Thanks for the wonderful grant support you've offered recently to community colleges. With enrollments up and state support down, it couldn't have come at a better time.

That said, though, I wonder if a simple procedural change could save untold reporting and staff costs, and allow us to focus more resources on direct service delivery. I'm referring to “time and effort reports.”

As anyone who has worked on grant-supported projects can attest, time and effort reports are detailed accounts of how people who receive grant support spend their days. Personnel whose salaries are partly or entirely grant-supported are supposed to spend a proportionate amount of their time on grant-related activities. That means that someone whose salary is half Perkins funded and half college funded is supposed to spend two and a half days per week on grant activity.

While I can appreciate the idea behind time and effort reports – they're a way to prevent 'supplanting' college resources with grant money – they're untenably detailed, and they focus on the wrong thing. They focus on inputs, rather than outputs. They reward “but I tried really hard!,” as opposed to “I got it done.” And the paperwork involved in doing them is non-trivial.

Here's an alternative proposal. Instead of the quasi-Taylorist tracking mechanism of counting fractions of hours, measure and reward outcomes. And instead of worrying about 'supplanting,' worry about getting the job done.

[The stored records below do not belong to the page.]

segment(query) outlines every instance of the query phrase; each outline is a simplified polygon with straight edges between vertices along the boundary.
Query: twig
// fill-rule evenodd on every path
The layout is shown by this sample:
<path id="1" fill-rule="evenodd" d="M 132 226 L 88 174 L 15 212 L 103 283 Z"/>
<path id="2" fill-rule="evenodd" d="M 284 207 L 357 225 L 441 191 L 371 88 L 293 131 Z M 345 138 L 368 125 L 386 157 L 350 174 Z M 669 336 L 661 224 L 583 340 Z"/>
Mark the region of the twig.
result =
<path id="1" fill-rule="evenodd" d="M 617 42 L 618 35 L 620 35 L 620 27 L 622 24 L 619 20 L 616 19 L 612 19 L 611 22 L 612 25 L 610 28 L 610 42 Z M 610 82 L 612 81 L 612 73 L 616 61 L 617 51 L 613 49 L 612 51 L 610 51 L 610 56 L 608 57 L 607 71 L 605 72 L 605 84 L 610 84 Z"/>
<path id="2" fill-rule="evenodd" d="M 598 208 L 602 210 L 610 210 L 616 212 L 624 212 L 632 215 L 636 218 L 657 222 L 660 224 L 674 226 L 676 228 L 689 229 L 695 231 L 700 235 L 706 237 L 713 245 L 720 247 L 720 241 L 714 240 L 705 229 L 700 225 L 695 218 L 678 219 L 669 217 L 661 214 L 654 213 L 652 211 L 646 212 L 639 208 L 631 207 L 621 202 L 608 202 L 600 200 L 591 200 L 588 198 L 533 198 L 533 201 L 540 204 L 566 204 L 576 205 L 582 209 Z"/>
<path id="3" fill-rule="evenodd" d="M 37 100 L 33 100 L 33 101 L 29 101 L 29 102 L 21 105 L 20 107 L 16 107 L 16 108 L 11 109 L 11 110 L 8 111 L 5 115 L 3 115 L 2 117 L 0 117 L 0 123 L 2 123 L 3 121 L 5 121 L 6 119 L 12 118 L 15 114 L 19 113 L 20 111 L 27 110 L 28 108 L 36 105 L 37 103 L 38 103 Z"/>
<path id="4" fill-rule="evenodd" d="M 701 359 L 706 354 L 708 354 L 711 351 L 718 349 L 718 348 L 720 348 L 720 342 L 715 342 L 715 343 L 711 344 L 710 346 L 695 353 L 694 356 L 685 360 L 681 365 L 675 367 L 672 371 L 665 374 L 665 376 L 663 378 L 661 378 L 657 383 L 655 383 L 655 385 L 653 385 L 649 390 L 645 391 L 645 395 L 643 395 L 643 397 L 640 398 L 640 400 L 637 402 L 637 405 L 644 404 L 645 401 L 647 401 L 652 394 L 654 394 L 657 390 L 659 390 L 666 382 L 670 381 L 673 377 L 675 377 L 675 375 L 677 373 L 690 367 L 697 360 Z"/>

We could make far more efficient use of resources if we didn't have to 'wall off' certain people at certain times, and produce timecards attesting to that. And the argument against 'supplanting' strikes me as misbegotten when the states are slashing our budgets. One could make a pretty compelling argument that the entire point of fiscal stimulus money is to 'supplant' money otherwise lost to the Great Recession. To the extent that we can redirect resources to core functions, rather than walling off everything new into isolated silos, we have a better shot at improving outcomes. And if the outcomes still don't improve, then by all means, do what you have to do.

I hope you read this in the spirit of making a good idea better. Grants are great, but they could be even more productive if they stopped focusing on the wrong stuff.